Rabu, 20 Juli 2011

Sekuntum Bunga

Tinggal sendirian di rumah itu, antara bebas dan tidak bebas. Semisal urusan tidur, bebas bisa tidur dimana saja tergantung keinginan. Maaf kata, siapa yang akan melarang tidur diatas meja makan. Kalau mandi, pintu kamar mandi tidak perlu ditutup apalagi di kunci. Tapi,  jika pergi ke luar rumah... jauh dekat pintu rumah harus selalu di gembok.

Sebelum di tinggal pergi sendirian di rumah, ada banyak pesan diterima. Pesan-pesan tersebut jumlahnya lumayan banyak, mulai dari pesan A sampai dengan pesan Z. Dan seperti biasanya, pesan-pesan tersebut cukup diingat tidak pernah dicatat.
Satu dari sekian banyak pesan adalah pekerjaan menyiram tanaman. Dengan bibir manyun, tanamanpun disiram. Jelasnya, satu-persatu tanaman disemprot sampai semuanya basah kuyup.

[ Disemprot...?, seperti nyuci motor mobil saja!. ] Emang...
[ Manyun yah...?. ] iyah
[ Wow... keren. ]


Selesai sudah pekerjaan menyiram tanaman, rokokpun keluar sebatang.

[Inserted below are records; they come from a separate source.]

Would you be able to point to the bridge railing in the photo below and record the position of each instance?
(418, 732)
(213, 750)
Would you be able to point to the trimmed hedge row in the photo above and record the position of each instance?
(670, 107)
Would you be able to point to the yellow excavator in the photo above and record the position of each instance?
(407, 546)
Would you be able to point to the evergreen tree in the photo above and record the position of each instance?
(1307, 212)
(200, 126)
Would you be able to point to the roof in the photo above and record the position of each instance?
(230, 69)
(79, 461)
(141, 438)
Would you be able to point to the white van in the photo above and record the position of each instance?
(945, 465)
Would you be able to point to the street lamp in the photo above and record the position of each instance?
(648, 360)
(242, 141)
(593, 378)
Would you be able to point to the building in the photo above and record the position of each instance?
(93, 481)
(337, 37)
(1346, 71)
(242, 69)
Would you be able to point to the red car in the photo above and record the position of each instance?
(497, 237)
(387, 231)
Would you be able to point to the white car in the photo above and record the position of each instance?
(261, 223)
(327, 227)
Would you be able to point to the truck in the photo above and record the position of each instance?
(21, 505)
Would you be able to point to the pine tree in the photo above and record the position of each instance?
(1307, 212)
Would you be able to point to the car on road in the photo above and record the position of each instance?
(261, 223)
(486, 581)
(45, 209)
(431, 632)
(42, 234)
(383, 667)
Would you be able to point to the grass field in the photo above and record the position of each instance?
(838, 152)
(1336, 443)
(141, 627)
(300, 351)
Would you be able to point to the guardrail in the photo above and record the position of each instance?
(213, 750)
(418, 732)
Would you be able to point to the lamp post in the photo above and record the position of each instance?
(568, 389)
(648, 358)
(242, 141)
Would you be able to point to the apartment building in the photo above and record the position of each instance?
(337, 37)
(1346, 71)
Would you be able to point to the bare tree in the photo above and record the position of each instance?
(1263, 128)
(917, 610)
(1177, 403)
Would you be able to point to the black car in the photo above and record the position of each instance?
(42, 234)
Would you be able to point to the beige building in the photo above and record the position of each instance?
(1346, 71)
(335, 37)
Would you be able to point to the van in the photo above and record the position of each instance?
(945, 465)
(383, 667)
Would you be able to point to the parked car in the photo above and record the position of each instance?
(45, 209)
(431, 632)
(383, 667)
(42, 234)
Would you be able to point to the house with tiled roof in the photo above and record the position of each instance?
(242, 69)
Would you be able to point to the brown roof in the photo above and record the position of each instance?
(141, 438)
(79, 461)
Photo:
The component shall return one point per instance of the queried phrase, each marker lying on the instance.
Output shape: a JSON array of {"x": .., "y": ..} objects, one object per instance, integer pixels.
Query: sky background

Sambil merokok, memperhatikan hasil pekerjaan. Jujur, setelah tanaman di siram suasana taman terasa lebih indah dan nyaman. Dalam benak pikiran, "sepertinya lebih asik menikmati keindahan taman, di sertai satu gelas kopi hitam panas". Dan biasanya sih... kalau sudah keluar rokok plus kopi,  bisa jadi ini adalah hobi baru.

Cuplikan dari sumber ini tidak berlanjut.